Kevin Dietsch-Pool/Getty Images(WASHINGTON) –The White House is defending President Trump’s retweets of videos from a fringe British nationalist group that purportedly show Muslims engaging in acts of violence.

White House press secretary Sarah Sanders insisted the president was not pushing an anti-Muslim propaganda or offering an endorsement of the group, but instead making the case for national security.

“It’s important to talk about national security and national security threats,” Sanders said. “The president sees different things to be a national security threat and he sees having strong borders as being one of the things that helps protect people in this country from some real threats we face.”

“Whether it’s a real video, the threat is real and that is what the president is talking about, that’s what the president is focused on, is dealing with those real threats and those are real no matter how you’re looking at it,” she said.

President Donald Trump Monday morning has retweeted three unverified, anti-Muslim videos posted by Jayda Fransen, the deputy leader of Britain First, a nationalist, far-right extremist group.

One of the three tweets includes video with the caption “Islamist mob pushes teenage boy off roof and beats him to death!” while another reads, “Muslim Destroys a Statue of Virgin Mary!”

Another video claims to show a “Muslim migrant” beating up a “Dutch boy on crutches.”

The videos have been called inflammatory and Islamophobic.

The British government responded to Trump’s actions in a statement, saying “it is wrong for the president to have done this.”

“Britain First seeks to divide communities through their use of hateful narratives which peddle lies and stoke tensions. They cause anxiety to law-abiding people,” the statement said. “British people overwhelmingly reject the prejudiced rhetoric of the far-right, which is the antithesis of the values that this country represents – decency, tolerance and respect.”
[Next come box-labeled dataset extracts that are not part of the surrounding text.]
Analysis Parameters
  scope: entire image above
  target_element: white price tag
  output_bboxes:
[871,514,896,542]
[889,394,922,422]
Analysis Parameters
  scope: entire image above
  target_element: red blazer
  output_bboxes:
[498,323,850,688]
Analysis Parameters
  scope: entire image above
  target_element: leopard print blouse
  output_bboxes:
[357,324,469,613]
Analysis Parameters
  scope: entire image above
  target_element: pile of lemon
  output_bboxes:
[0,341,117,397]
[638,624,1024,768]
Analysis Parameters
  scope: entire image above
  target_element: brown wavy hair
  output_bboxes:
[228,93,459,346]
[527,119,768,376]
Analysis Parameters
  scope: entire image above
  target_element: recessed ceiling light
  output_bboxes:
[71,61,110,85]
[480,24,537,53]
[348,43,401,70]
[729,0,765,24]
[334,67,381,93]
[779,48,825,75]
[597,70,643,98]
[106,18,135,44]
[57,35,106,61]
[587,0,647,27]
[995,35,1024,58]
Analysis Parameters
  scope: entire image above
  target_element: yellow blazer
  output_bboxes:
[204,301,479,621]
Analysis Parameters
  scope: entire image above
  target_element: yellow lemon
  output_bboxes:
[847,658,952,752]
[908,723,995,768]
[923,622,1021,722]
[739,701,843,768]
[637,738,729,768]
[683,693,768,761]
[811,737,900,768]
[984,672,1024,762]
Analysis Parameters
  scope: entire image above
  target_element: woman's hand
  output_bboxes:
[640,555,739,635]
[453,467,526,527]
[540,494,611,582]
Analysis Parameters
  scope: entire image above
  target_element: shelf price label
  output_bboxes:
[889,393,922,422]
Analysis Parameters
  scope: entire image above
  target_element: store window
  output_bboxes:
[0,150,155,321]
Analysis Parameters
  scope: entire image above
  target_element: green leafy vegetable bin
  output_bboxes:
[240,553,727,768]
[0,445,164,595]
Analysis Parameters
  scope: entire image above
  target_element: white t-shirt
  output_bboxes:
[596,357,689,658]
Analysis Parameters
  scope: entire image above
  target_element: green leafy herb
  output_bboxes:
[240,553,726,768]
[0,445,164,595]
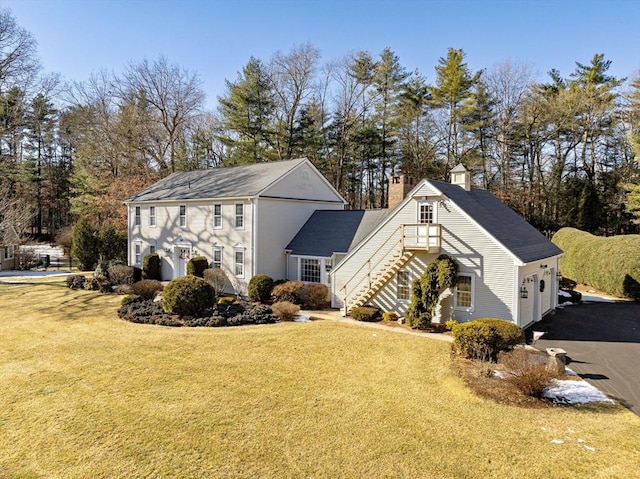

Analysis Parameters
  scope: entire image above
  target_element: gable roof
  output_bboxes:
[426,180,562,264]
[286,210,389,258]
[125,158,311,203]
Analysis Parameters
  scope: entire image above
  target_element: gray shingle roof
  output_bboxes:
[429,180,562,263]
[126,158,306,202]
[287,210,389,257]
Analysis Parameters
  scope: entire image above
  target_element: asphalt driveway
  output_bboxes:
[530,302,640,416]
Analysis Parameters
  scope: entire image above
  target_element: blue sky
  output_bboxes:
[5,0,640,107]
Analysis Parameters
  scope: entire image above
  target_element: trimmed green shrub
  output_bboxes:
[131,279,162,299]
[382,311,398,321]
[552,228,640,300]
[349,306,382,322]
[271,281,304,305]
[405,254,458,329]
[300,283,329,309]
[202,268,229,297]
[187,256,209,278]
[247,274,273,303]
[271,301,300,321]
[451,318,525,361]
[162,275,216,316]
[142,253,162,281]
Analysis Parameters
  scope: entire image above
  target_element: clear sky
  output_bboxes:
[0,0,640,107]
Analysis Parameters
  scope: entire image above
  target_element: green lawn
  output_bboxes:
[0,279,640,479]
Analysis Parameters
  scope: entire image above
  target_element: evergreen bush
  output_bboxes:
[187,256,209,278]
[349,306,382,322]
[552,228,640,301]
[142,253,162,281]
[162,275,216,316]
[247,274,273,303]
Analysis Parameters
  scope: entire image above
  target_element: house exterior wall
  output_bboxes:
[128,199,253,281]
[256,198,343,280]
[332,182,517,321]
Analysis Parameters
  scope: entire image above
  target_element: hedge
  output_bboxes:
[552,228,640,300]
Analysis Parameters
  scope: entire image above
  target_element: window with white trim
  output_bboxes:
[234,203,244,228]
[134,243,142,264]
[418,203,434,224]
[300,258,320,283]
[396,269,411,301]
[233,248,244,278]
[178,205,187,228]
[455,273,475,311]
[211,246,222,268]
[213,203,222,230]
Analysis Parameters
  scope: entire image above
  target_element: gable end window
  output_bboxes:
[213,203,222,230]
[234,203,244,228]
[455,273,475,312]
[149,206,156,226]
[178,205,187,228]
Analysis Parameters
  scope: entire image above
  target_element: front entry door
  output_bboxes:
[176,248,191,278]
As the deputy leader of Britain First, Fransen has been arrested on a number of occasions. This year, she was arrested for using “threatening, abusive or insulting words or behavior” during a speech in August.

Last year, Fransen was arrested and found guilty for religiously aggravated harassment after she hurled insults at a Muslim woman wearing a hijab.

Britain First was formed in 2011 by former members of the British National Party.

Fransen responded to Trump’s retweets on Twitter, writing in all caps: “Donald Trump himself has retweeted these videos and has around 44 million followers! God bless you Trump! God bless America!”

Nihad Awad, the executive director of the Council on American-Islamic Relations (CAIR), condemned the president’s tweets as “incitement to violence against American Muslims.”

“By his unconscionable and irresponsible actions this morning, President Trump is clearly telling members of his base that they should hate Islam and Muslims,” Awad said in a statement Wednesday. “These are actions one would expect to see on virulent anti-Muslim hate sites, not on the Twitter feed of the president of the United States.”

Britain First’s mission statement states that “Christianity in Britain is under ferocious assault” and that “Britain First has a proven track record of opposing Islamic militants and hate preachers and this fight back will continue.”

As a presidential candidate, Trump had said he believes “Islam hate us.”

“There’s a tremendous hatred. We have to get to the bottom of it. There is an unbelievable hatred of us,” Trump said in a March 2016 interview with CNN.